The Greek Madonna (Madonna Greca in Italian) is a Byzantine marble bas-relief sculpture of the Virgin Mary in Ravenna - she is patron saint of the city, the Roman Catholic Archdiocese of Ravenna-Cervia and the Vicariate of the Sea (Vicariato del Mare). It is in the Santa Maria in Porto Basilica in the city.

Like many locally famous sculptures, it acquired a legendary origin story, but to art historians it is a Byzantine sculpture, perhaps of the 9th century, that arrived in Ravenna by unknown means by around 1100.

==History==

Historically, the image was probably made in a workshop in or near Constantinople and then brought from there to Italy either to escape iconoclasm or by a soldier on the First Crusade in the late 11th century. Pietro degli Onesti had definitely built a church dedicated to Mary in the 12th century, Santa Maria in Porto Fuori, mentioned by Dante as a "house of Our Lady on the Lido Adriano" and destroyed in an air-raid on 6 November 1944. There he founded the "Sons and Daughters of Mary" to promote her cult on the anniversary of the image's legendary arrival and there he was buried. The relief remained in that church until 1503, when the monks moved to a new monastic church inside the city walls and installed the sculpture in the wall of a side chapel there.

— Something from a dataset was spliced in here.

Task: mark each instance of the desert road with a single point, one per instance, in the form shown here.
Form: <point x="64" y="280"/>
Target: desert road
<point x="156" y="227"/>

Pope Julius II stayed with the monks in 1511 and promoted the construction of another new church specifically to house the sculpture. That church was completed in 1570 and that year the work was solemnly translated to a side-chapel in its interior, where it still remains. 'Domenica in albis' is still celebrated annually as the Festival of the Greek Madonna, with a procession from the canal to the church.

==Legend==
According to a legend in the Carte Portuensi, Pietro degli Onesti and the monks of Santa Maria in Porto (the Porto Fuori gate was then by the shoreline) were starting to say matins on Domenica in albis, the first Sunday after Easter, on 8 April 1100. Suddenly the apse of their church began to shine with light and - as it was too early for it to be sunlight - the monks went out onto the seaside to find its source. This proved to be the torches of two angels, who were escorting an image of the Virgin Mary which was floating on the water. The monks knelt to greet the Virgin Mary with prayers and songs and then exhorted Pietro to pick up the image. He did not feel himself worthy to do so and asked his fellow monks to go fetch it, but the image kept receding from them when they approached. Pietro then approached it with his arms stretched wide in welcome, at which the angels vanished and the image moved towards him.